The exhibition invites viewers to think critically about Black women’s archives and the tools used to engage with them while also taking pleasure in their aesthetic ingenuity.
The more than 120 works displayed in the exhibition demonstrate several recurring themes engaged with during this period. These include the effects of the implementation of apartheid in 1948 and the racial and gender injustices that preceded it, the 1980s state of emergency and the moment of attaining “freedom” from colonial rule. This political ecology exists alongside other concerns with social commentary, and religious and spiritual engagements. Black womanhood, family and community are motifs visited regularly.
The ideas explored by the exhibiting artists materialize in a variety of media, including painting, drawing, etching, printmaking, photography, sculpture, ceramics, installation and textiles.
The exhibition aims to be a platform that presents questions rather than offering definitive answers. It brings together works of “well-known” artists such as Gladys Mgudlandlu, Mmakgabo Mapula Helen Sebidi and Bongi Dhlomo-Mautloa, with lesser-known artists, including Valerie Desmore, Edith Bukhani and Sisanda Mbana. In doing so, the exhibition highlights the parallel worlds (through differences of medium and aesthetic value, primarily structured around geographic divides) in which Black women artists historically operated and how these worlds rarely were encountered simultaneously.
This constellation of works begins to make visible the impact and the intellectual contributions that Black women have made in South Africa’s art history in the past century. By engaging with this assembly of artists, artworks, histories and viewpoints, When Rain Clouds Gather: Black South African Women Artists, 1940-2000 demonstrates the ways in which Black women were able to self-organize within and outside of established institutions.

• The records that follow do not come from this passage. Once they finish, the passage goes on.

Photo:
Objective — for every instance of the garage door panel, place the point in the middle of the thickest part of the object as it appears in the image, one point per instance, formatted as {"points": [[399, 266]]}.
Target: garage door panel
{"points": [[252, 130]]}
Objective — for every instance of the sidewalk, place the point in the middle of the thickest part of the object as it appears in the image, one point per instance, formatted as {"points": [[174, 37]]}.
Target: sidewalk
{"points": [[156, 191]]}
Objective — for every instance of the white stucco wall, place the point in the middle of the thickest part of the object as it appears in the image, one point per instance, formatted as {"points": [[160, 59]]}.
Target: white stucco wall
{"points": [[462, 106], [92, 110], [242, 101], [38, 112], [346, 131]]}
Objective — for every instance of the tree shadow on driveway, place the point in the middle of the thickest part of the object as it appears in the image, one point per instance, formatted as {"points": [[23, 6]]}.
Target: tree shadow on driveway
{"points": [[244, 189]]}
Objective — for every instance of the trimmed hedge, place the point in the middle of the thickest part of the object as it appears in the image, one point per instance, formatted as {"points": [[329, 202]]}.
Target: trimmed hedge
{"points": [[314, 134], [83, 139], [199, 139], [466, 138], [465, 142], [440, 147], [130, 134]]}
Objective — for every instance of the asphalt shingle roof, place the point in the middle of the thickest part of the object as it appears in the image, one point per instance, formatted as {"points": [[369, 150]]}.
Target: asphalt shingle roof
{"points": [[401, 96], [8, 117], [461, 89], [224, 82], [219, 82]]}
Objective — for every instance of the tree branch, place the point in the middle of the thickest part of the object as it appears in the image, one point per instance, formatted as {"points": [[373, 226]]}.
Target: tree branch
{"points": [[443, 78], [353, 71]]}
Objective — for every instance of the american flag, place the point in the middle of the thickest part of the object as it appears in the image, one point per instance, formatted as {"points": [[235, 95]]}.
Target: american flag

The exhibition, which opened Feb. 9, 2022, is on view at the Norval Foundation, Cape Town, until Jan. 9, 2023.
Serenity Group Exhibition at Mitochondria Gallery in Houston
Opening March 18, 2022 at Mitochondria Gallery in Houston is a group exhibition titled Serenity. The show features Nigerian visual artists Laju Sholola, Odeyemi Oluwaseun and Franklin Ndibam. These artists present nine works that explore a variety of subjects including self-discovery, social commentary, culture and friendship.
Laju Sholola (b. 1989) resides in Lagos, Nigeria, where she explores the uncertainty and hope associated with the self-discovery of women. Using tea, ink and acrylic, she is known for depicting the expression and moods of her subjects.
Odeyemi Oluwaseun (b. 1989) utilizes conte, charcoal and acrylic to create figurative paintings that depict the importance of a social support system. His muses are individuals who have played an essential role in shaping his life. He
works with mixed media, exploring materials such as oil color, pastel, conte, charcoal, acrylic and watercolor. He is drawn to using elements of design to create strong and vivid emotional depictions of Black existence, playing around with wet and dry effects to portray the uniqueness of Black skin.
Odeyemi’s work may not only be seen as an ode to African Black history but also a documentation of human connection and experience based on social interactions. This is why he is drawn to using the human face as a means to convey subtle experiences in emotions that could otherwise be missed.
Franklin Ndibam (b.1990) resides in Ibadan, Nigeria. His works focus on capturing and preserving the current state of culture in his environment through portraiture. Serenity features work that depicts a state of togetherness, poise and equanimity.